There's too much emotion boiling inside me but atop the helplessness and despair was rage. So much rage that I didn't think and just punched the source of my recent problem on the face.
The smug smirk on the Kraken's handsome face is immediately replaced by a wince when my fist connected with his grecian nose.
"YOU FUCKER!!" I screamed at him whilst I banged my closed fists against his broad chest.
However, all it accomplished was to tore the wound on my right arm open.
I wailed in pain.
Despair and frustration tore me whole and I choked on a sob. There's a noose of thorns around my neck, strangling me and every breath is a struggle. Fuck precautions and consequences. I am already dead in the Kraken's hands at the very beginning anyways. At least I'll go down fighting.

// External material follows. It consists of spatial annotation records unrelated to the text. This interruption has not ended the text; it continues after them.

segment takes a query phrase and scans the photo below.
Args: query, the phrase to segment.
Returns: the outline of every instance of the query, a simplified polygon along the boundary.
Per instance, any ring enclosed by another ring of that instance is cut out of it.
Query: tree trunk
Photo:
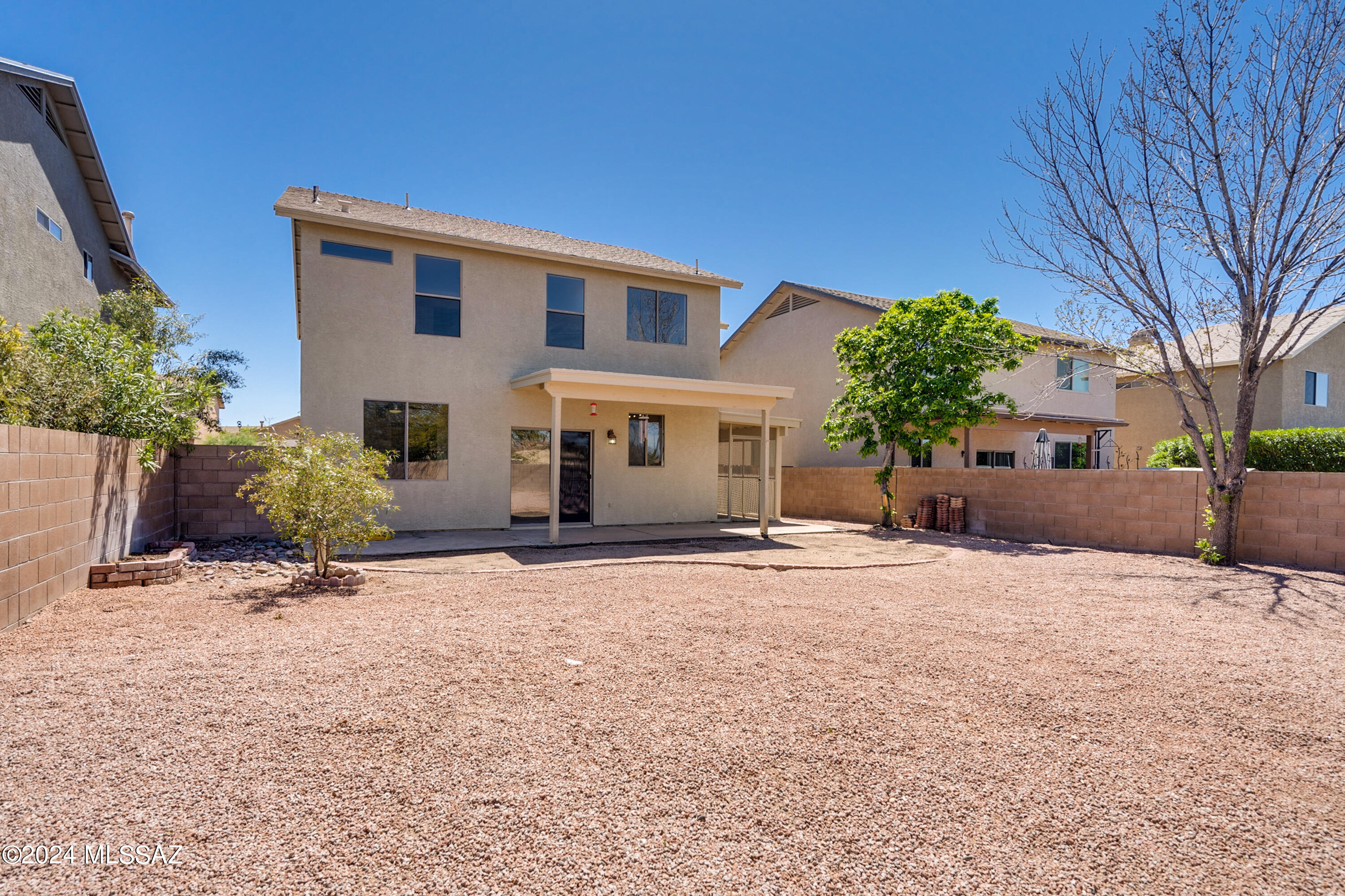
[[[878,488],[882,493],[882,528],[892,528],[892,477],[897,472],[897,443],[892,442],[888,445],[888,459],[882,465],[882,478],[878,481]]]

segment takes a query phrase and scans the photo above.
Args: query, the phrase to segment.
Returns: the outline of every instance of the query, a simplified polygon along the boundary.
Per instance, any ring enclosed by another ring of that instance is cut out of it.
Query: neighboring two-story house
[[[1280,314],[1271,322],[1282,333],[1290,321]],[[1305,426],[1345,426],[1345,308],[1319,317],[1287,357],[1271,364],[1256,390],[1252,430],[1289,430]],[[1232,426],[1237,399],[1239,330],[1236,324],[1219,324],[1188,337],[1193,353],[1208,359],[1215,403],[1224,427]],[[1124,447],[1139,449],[1143,457],[1163,439],[1185,435],[1171,390],[1135,376],[1122,376],[1116,386],[1116,412],[1130,420]],[[1196,422],[1208,429],[1202,408],[1194,403]]]
[[[822,420],[841,395],[835,337],[851,326],[874,324],[893,304],[818,286],[781,282],[720,349],[720,372],[737,379],[753,371],[771,383],[795,388],[776,414],[798,418],[799,434],[785,441],[785,466],[872,466],[881,457],[858,457],[858,443],[833,451]],[[963,430],[958,445],[935,445],[898,463],[968,467],[1111,467],[1118,462],[1115,373],[1110,356],[1088,351],[1068,333],[1013,321],[1014,329],[1038,336],[1041,348],[1013,372],[986,376],[986,387],[1010,395],[1015,414],[1003,411],[991,424]],[[1046,441],[1038,442],[1045,430]]]
[[[144,275],[73,78],[0,59],[0,317],[97,308]]]
[[[720,377],[737,281],[316,187],[274,210],[292,220],[303,423],[393,457],[398,529],[713,521],[722,426],[755,426],[759,453],[781,430],[792,388]]]

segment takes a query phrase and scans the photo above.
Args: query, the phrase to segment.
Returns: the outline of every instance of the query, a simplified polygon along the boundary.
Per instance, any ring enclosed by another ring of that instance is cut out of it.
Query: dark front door
[[[561,430],[561,523],[590,523],[593,434]]]

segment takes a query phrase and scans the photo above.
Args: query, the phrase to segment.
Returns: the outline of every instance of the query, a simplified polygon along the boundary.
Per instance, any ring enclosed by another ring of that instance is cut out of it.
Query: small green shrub
[[[1224,433],[1225,443],[1232,433]],[[1213,451],[1215,438],[1205,434],[1205,447]],[[1154,446],[1149,466],[1200,466],[1189,435]],[[1247,443],[1247,466],[1267,473],[1345,473],[1345,429],[1260,430]]]

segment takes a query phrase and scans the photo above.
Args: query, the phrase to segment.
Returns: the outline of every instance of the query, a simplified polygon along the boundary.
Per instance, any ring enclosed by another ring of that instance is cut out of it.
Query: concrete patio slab
[[[834,525],[783,520],[772,523],[771,537],[842,532]],[[546,527],[527,529],[456,529],[451,532],[398,532],[387,541],[373,541],[360,557],[404,557],[421,553],[459,553],[500,551],[507,548],[573,548],[584,544],[620,544],[628,541],[677,541],[682,539],[746,539],[760,536],[756,523],[667,523],[662,525],[586,525],[561,528],[561,541],[546,540]]]

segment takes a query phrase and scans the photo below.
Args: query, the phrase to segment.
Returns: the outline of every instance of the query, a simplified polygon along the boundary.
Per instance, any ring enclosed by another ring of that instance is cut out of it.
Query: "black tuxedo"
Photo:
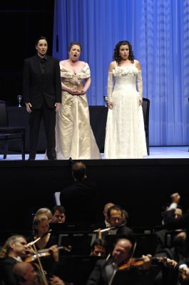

The feelings I kept bottling inside escaped from their chains and are now out to haunt me at once. Reminding me of the awful truht that I cannot just put aside my sorrow and expect it to be gone.
Why me?. Just what did I do to acquire all the bad lucks on this fucking universe?.
"You fucking bastard!" I cried.
Angry tears streamed from my exhausted eyes and I cannot help the mental breakdown that followed.
With Yannah's death, I kept all the pain in. Thinking that if I buried it deep enough, I will forget about it but now it's all resurfacing at once and all I wanted is a circuit to let it out.
So, I punched and did everything I could to hurt the kraken man in front of me.
All the while, he became my willing punching bag and that seemed to enrage me more.
Suddenly, cold arms encased my body and I broke down into a fits of agonized tears.
" What did I do?" I cried, "What did I fucking do to be punished like this?!"
I shouted in fury, clawing at his black shirt. Snot and tears painted my cheeks while blood seemed to ooz from my reopened wound.
I am a mess, literally but I don't care.
All I wanted was the universe to fucking let me breathe even for a second and stop it's games. I beat his body until I am tired and spent. Until the hazy red of rage seemed to fade replaced by logic and realization.
"I am so tired" I hiccuped when I finally calmed down. "Please, make it stop"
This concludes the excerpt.